Entonces vino un periodo de latencia en el que el movimiento campesino se separó o distanció del indígena, que buscaba un espacio propio al margen de la política productiva, indica Pardo, y la fragmentación dejó a cada región peleando por sus problemáticas concretas. En el sexenio de Enrique Peña Nieto se recuperó un esquema de apoyo al campo conocido como Proagro, sucesor de Procampo, que “incrementó la desigualdad entre productores”, apuntala Melissa González Caamal, experta en pobreza rural de la City University de Nueva York. “Cuanta más tierra tenías, más apoyo recibías”, resume. El segundo esquema, además, añadía como aliciente el factor de productividad: más ayuda cuanto más productivo.

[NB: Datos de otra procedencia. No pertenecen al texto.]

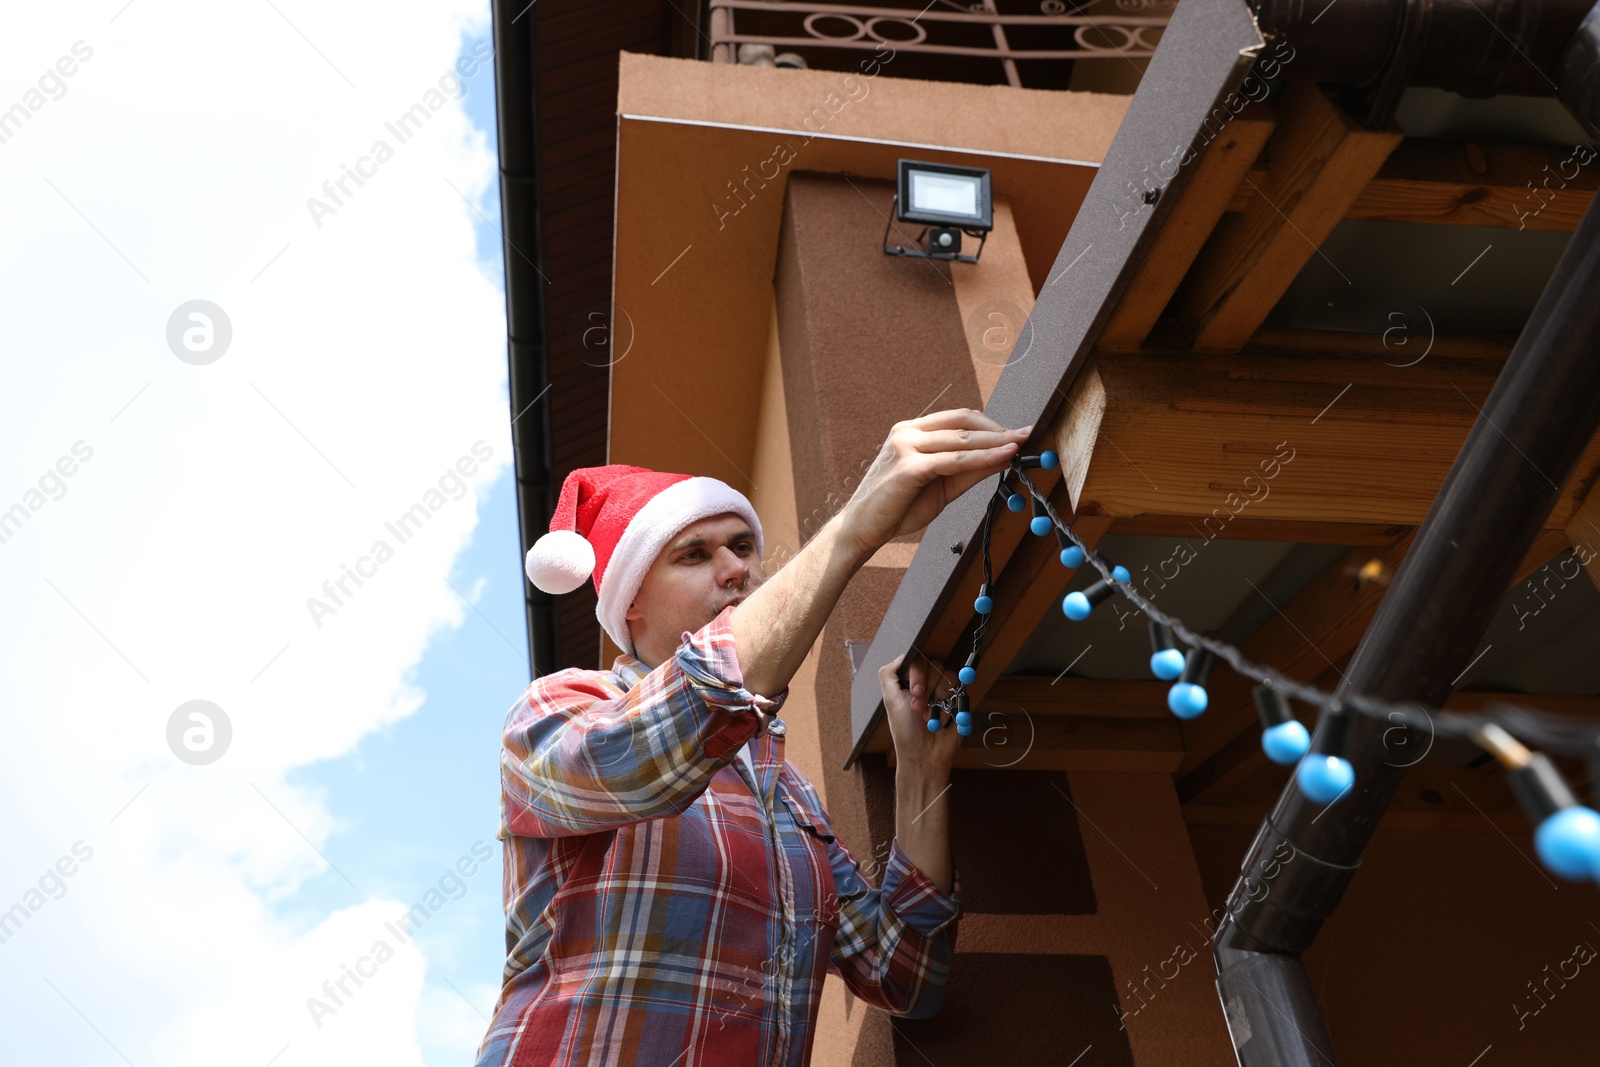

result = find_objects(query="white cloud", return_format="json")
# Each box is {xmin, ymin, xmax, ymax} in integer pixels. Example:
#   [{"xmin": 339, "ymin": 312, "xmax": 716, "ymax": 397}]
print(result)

El siguiente punto de inflexión se produce cuando llega al poder Andrés Manuel López Obrador, que invierte las prioridades y pasa a conceder más ayudas a quienes tienen menor extensión de tierra, una forma de “igualar regionalmente estas disparidades, pero con cambios bastante drásticos respecto a como se venía manejando la política de apoyos al campo, que siempre ha sido insuficiente”, dice la académica. “Al inicio del programa, los productores que estaban excluidos de los otros programas, que son aquellos que tienen cinco hectáreas o menos, para el programa de Probienestar ya cubrían el 80% de los apoyos”, ilustra. Es posible que los medianos y grandes productores “estén resintiendo ese cambio de política”, concluye.
Esa política, complementada por otros programas como Sembrando vida, ha sido la que ha seguido también la presidenta, que se enfrenta ahora a un movimiento empoderado y reorganizado gracias a su alianza con los transportistas. El Frente Nacional para el Rescate del Campo que planta cara a la mandataria surgió de hecho durante el sexenio de López Obrador, a mediados de 2023. Todo comenzó, dice Eraclio Rodríguez, cuando él todavía era diputado del PT, el cargo que ocupó entre 2018 y 2021. “Viendo algunos temas de carteras vencidas”, relata, conoció a otros de los líderes sindicales con los que hoy comparte la pelea, como Baltazar Valdez, dirigente de Campesinos Unidos de Sinaloa: “Ahí surge una amistad”.
“Luego ellos hacen un movimiento regional en el Valle de Mexicali, son reprimidos de manera brutal por la gobernadora y acudimos en solidaridad. Ahí nace el Frente”, reconstruye. Entonces era 2023 y él ya estaba fuera de la política institucional, tras perder su escaño contra el PAN, en parte, dice, por el empuje de su propio partido, Morena, con el que acumulaba desacuerdos precisamente por la política agraria. Esa reorganización ha sido apuntalada por la alianza con los transportistas, que les han dado la fuerza extra que necesitaban. Todo ello genera “la oportunidad para poder aglutinar y hacer viable una presión política de esta naturaleza”, expresa Ulises Torres, investigador de la UNAM.
Las denuncias de inseguridad del gremio llegan en un momento de desborde para el Gobierno, que no logra atajar la crisis de violencia. El asesinato del alcalde de Uruapan, Carlos Manzo, se ha convertido en el símbolo de un malestar social que ha permeado a diferentes sectores de la sociedad. Este grupo, además, se enfrenta a otro delito para el que el Ejecutivo todavía no ha encontrado solución: la extorsión. Aunque “el interés o el móvil de las diferentes agrupaciones no es el mismo”, concluye Torres, “esa alianza estratégica” resulta clave para su éxito: “En este caso, el número importa”.